OpenAPI Guide
This guide explains how OpenAPI works in Vona within the Cabloy monorepo.
Why OpenAPI matters in Cabloy
OpenAPI is one of the main fullstack contract bridges between Vona and Zova.
The backend emits machine-readable contract metadata, and the frontend can consume that metadata through generated SDKs, schema-driven behavior, and API tooling.
That is why OpenAPI belongs in the core Cabloy knowledge graph rather than in an isolated backend appendix.
The same field metadata surface also connects naturally to response serialization; see Serialization Guide.
OpenAPI in the backend contract loop
A useful split is:
- controllers define request and response contracts
- DTOs and entities provide schema and metadata surfaces
- validation contributes runtime constraints and inferred schema
- OpenAPI emits the machine-readable contract from those backend declarations
- frontend SDK generation is a downstream consumer of that emitted contract
This distinction matters because backend authoring and frontend consumption are related, but not the same step.
Built-in endpoints
Several built-in endpoints are available, including:
- Swagger UI
- OpenAPI JSON output
- versioned OpenAPI JSON output
- RapiDoc
This makes the contract easy to inspect both manually and programmatically.
bean.openapi
Vona provides a global bean for OpenAPI-related generation tasks.
Representative capabilities include generating JSON for:
- a specific DTO class
- multiple DTO classes
- the entire system
- a specific controller action
This is important because OpenAPI is treated as a first-class framework service, not as an external afterthought.
Validation and OpenAPI are linked
A major theme is that the same validation-oriented declaration surface also drives OpenAPI metadata generation.
That means:
- inferred schemas can become OpenAPI metadata
- explicit schema rules can become OpenAPI metadata
vhelper extensions can enrich OpenAPI output
This tight linkage is one of the reasons the Cabloy contract story can stay productive at scale.
Controllers, DTOs, entities, and examples all contribute
OpenAPI output is not owned by one layer only.
In practice, the emitted contract can be influenced by:
- controller route and action metadata
- request-parameter decorators
- response schema declarations and wrapper behavior
- DTO field metadata and options
- entity field metadata and options
- validation rules and helper extensions
- examples, titles, descriptions, and related metadata
That is why contract changes should often be reviewed across several backend pages, not only in one file.
I18n support
OpenAPI metadata can also participate in i18n.
That is useful because contract descriptions and titles are not only for machines. They are also developer-facing assets. For the broader locale/timezone and localization model behind this, see I18n Guide.
Configuration
The OpenAPI behavior is configurable through the a-openapi module config.

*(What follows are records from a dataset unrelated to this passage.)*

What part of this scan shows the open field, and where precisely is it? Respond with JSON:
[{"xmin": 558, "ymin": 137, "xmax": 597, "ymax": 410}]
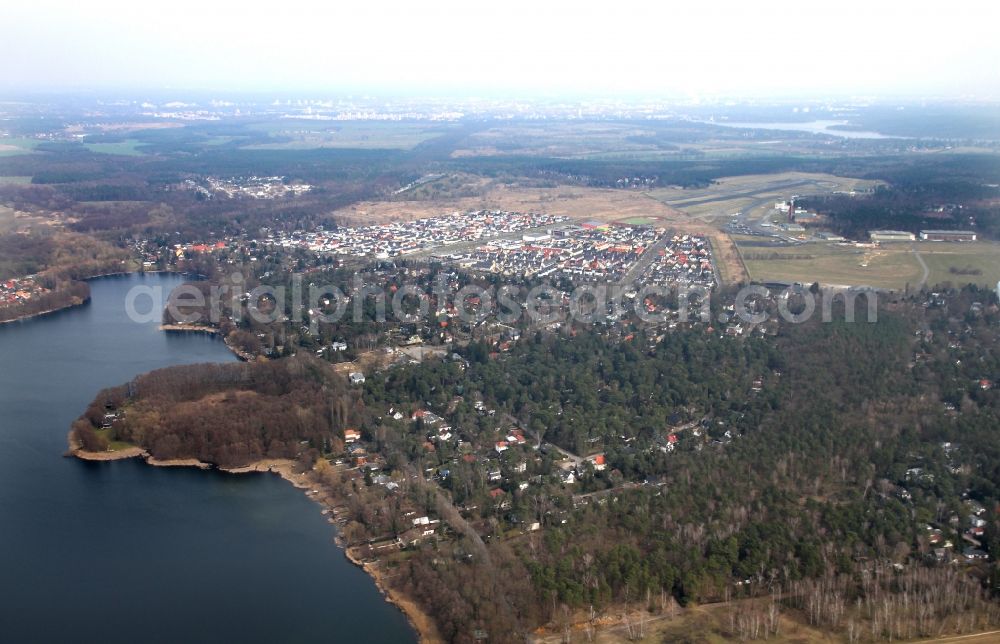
[
  {"xmin": 83, "ymin": 139, "xmax": 144, "ymax": 157},
  {"xmin": 243, "ymin": 119, "xmax": 442, "ymax": 150},
  {"xmin": 916, "ymin": 242, "xmax": 1000, "ymax": 288},
  {"xmin": 649, "ymin": 172, "xmax": 878, "ymax": 223},
  {"xmin": 740, "ymin": 242, "xmax": 1000, "ymax": 289},
  {"xmin": 83, "ymin": 139, "xmax": 144, "ymax": 157},
  {"xmin": 741, "ymin": 244, "xmax": 923, "ymax": 289},
  {"xmin": 0, "ymin": 137, "xmax": 40, "ymax": 156}
]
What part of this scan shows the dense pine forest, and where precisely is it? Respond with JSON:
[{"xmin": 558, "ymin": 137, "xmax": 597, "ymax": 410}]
[{"xmin": 76, "ymin": 287, "xmax": 1000, "ymax": 641}]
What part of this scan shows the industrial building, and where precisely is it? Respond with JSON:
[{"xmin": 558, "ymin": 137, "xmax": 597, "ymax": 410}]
[{"xmin": 920, "ymin": 230, "xmax": 976, "ymax": 241}]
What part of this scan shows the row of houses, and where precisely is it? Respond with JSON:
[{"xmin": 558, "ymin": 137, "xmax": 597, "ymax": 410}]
[
  {"xmin": 265, "ymin": 210, "xmax": 566, "ymax": 258},
  {"xmin": 454, "ymin": 224, "xmax": 663, "ymax": 282}
]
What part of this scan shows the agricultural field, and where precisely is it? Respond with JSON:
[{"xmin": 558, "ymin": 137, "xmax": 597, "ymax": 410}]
[
  {"xmin": 83, "ymin": 139, "xmax": 145, "ymax": 157},
  {"xmin": 243, "ymin": 119, "xmax": 444, "ymax": 150},
  {"xmin": 740, "ymin": 243, "xmax": 923, "ymax": 290},
  {"xmin": 916, "ymin": 242, "xmax": 1000, "ymax": 288},
  {"xmin": 737, "ymin": 240, "xmax": 1000, "ymax": 289},
  {"xmin": 649, "ymin": 172, "xmax": 878, "ymax": 223},
  {"xmin": 0, "ymin": 137, "xmax": 41, "ymax": 157}
]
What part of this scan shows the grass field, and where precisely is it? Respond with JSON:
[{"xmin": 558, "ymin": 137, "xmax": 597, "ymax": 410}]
[
  {"xmin": 619, "ymin": 217, "xmax": 656, "ymax": 226},
  {"xmin": 649, "ymin": 172, "xmax": 877, "ymax": 224},
  {"xmin": 741, "ymin": 244, "xmax": 923, "ymax": 289},
  {"xmin": 741, "ymin": 242, "xmax": 1000, "ymax": 289},
  {"xmin": 917, "ymin": 242, "xmax": 1000, "ymax": 288},
  {"xmin": 244, "ymin": 119, "xmax": 442, "ymax": 150},
  {"xmin": 0, "ymin": 137, "xmax": 40, "ymax": 157},
  {"xmin": 83, "ymin": 139, "xmax": 143, "ymax": 157}
]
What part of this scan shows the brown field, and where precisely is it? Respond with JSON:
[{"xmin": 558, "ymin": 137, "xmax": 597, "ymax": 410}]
[{"xmin": 332, "ymin": 184, "xmax": 747, "ymax": 284}]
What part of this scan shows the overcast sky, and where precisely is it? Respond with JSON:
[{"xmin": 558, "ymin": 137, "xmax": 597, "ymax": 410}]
[{"xmin": 0, "ymin": 0, "xmax": 1000, "ymax": 97}]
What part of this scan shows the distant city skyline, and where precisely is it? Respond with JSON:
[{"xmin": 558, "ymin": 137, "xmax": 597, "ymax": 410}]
[{"xmin": 0, "ymin": 0, "xmax": 1000, "ymax": 100}]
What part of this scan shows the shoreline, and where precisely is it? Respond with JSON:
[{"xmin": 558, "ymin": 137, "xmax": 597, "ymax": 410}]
[
  {"xmin": 0, "ymin": 270, "xmax": 185, "ymax": 326},
  {"xmin": 65, "ymin": 446, "xmax": 444, "ymax": 644},
  {"xmin": 0, "ymin": 295, "xmax": 90, "ymax": 325}
]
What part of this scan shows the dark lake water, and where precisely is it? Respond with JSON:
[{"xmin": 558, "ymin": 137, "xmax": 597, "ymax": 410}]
[{"xmin": 0, "ymin": 275, "xmax": 415, "ymax": 644}]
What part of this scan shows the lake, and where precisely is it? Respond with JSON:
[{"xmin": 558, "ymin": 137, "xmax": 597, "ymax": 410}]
[{"xmin": 0, "ymin": 274, "xmax": 416, "ymax": 644}]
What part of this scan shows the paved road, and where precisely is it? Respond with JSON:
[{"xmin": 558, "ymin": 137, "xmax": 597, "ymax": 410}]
[
  {"xmin": 667, "ymin": 179, "xmax": 817, "ymax": 210},
  {"xmin": 910, "ymin": 244, "xmax": 931, "ymax": 291}
]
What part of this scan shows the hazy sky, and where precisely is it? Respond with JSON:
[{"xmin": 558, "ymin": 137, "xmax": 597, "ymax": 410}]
[{"xmin": 0, "ymin": 0, "xmax": 1000, "ymax": 97}]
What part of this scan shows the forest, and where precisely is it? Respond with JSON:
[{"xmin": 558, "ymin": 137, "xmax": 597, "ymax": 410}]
[{"xmin": 73, "ymin": 357, "xmax": 360, "ymax": 467}]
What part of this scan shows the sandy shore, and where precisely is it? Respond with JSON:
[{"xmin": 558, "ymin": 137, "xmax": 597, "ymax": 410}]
[
  {"xmin": 70, "ymin": 447, "xmax": 149, "ymax": 461},
  {"xmin": 160, "ymin": 324, "xmax": 219, "ymax": 335},
  {"xmin": 344, "ymin": 548, "xmax": 444, "ymax": 644},
  {"xmin": 68, "ymin": 448, "xmax": 444, "ymax": 644},
  {"xmin": 0, "ymin": 297, "xmax": 90, "ymax": 324}
]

This matters because API contract output is part of the application configuration surface, not a fixed global constant.
Relationship to frontend SDK generation
OpenAPI emission on the backend is the backend-contract-loop side of a broader fullstack contract bridge.
For the downstream bridge and consumption path, also see:
A practical split is:
- this page explains backend contract authoring and emission
- the fullstack page explains the bridge from emitted OpenAPI to generated frontend SDK
- the frontend page explains how Zova consumes that contract in its own workflows
Implementation checks for backend contract changes
When changing backend contracts, ask:
- does this change affect Swagger/OpenAPI output?
- do the controller, DTO, entity, and validation layers still agree on the contract?
- does the frontend SDK or schema-driven frontend behavior need to be regenerated?
- should metadata such as title, description, or examples be improved at the same time?
- is this a place where validation and OpenAPI should be edited together rather than separately?
That helps keep the backend/frontend contract loop coherent.
Upload-oriented endpoints often combine multipart request handling with explicit response metadata such as @Api.contentType('application/json'); see Upload Guide.